Les personnages ne sont pas terribles non plus, car on n'a pas le temps de bien les creuser (ce qui est lié en partie au problème des thématiques aussi, bien sûr !). L'exemple le plus choquant, le personnage féminin déteste le protagoniste dans un premier temps, pour des raisons obscures. Un moment, elle dit un truc du genre "oh, je te déteste, car tu ne respectes pas la vie". Euh, qu'est-ce qu'elle en sait ? En plus, il l'a sauvée auparavant. Bon, admettons, qu'elle déteste le fait que l'on ne respecte pas la vie, qu'elle déteste la violence dans toutes ses formes (ce qui fait qu'elle pourrait ne pas avoir apprécié de voir le protagoniste foutre une dérouillée à deux hommes de main, même pour la sauver !). D'accord, admettons, c'est con, mais admettons… Mais, deux minutes et une chanson plus tard, dialogues entre les deux personnages, "tu sais que j'ai tué mon père", "c'était un sale con ?", "non, un brave type", "Euh, OK"... WTF ? Quelqu'un pourrait m'expliquer où est la cohérence dans la réaction de la jeune fille ? Elle devrait le détester encore plus après cet aveu au lieu d'être prête à tomber d'un coup, sans véritable explication, dans ses bras.

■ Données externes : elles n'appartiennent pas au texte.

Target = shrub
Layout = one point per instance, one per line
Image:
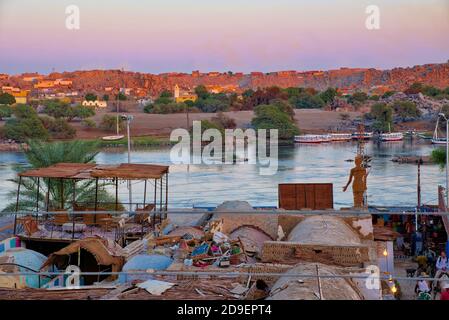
(270, 117)
(89, 123)
(109, 123)
(60, 129)
(5, 111)
(6, 98)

Bref, à force de vouloir aborder un nombre incalculable de thématiques, ce film parvient à rien si ce n'est qu'à l'incohérence la plus totale.
C'est dommage, car il y avait des ingrédients qui promettaient d'être bons. Je pense en particulier à la grande antagoniste, très fascinante, très charismatique, car séduisante d'apparence, une extrême cruauté cachée derrière une façade calme et polie (caractéristiques peu habituelles pour un méchant !). Franchement, j'aurais bien voulu avoir le temps la connaître dans toute sa complexité, dans toute son histoire (notamment sa relation avec son grand ennemi, le sorcier qui aide le héros !), mais le gros défaut du film fait évidemment que c'est désespérément bâclé.
En gros, avec tout ça, Ursula K. Le Guin a été déçue, Miyazaki père l'a été aussi, le spectateur ne pouvait que l'être.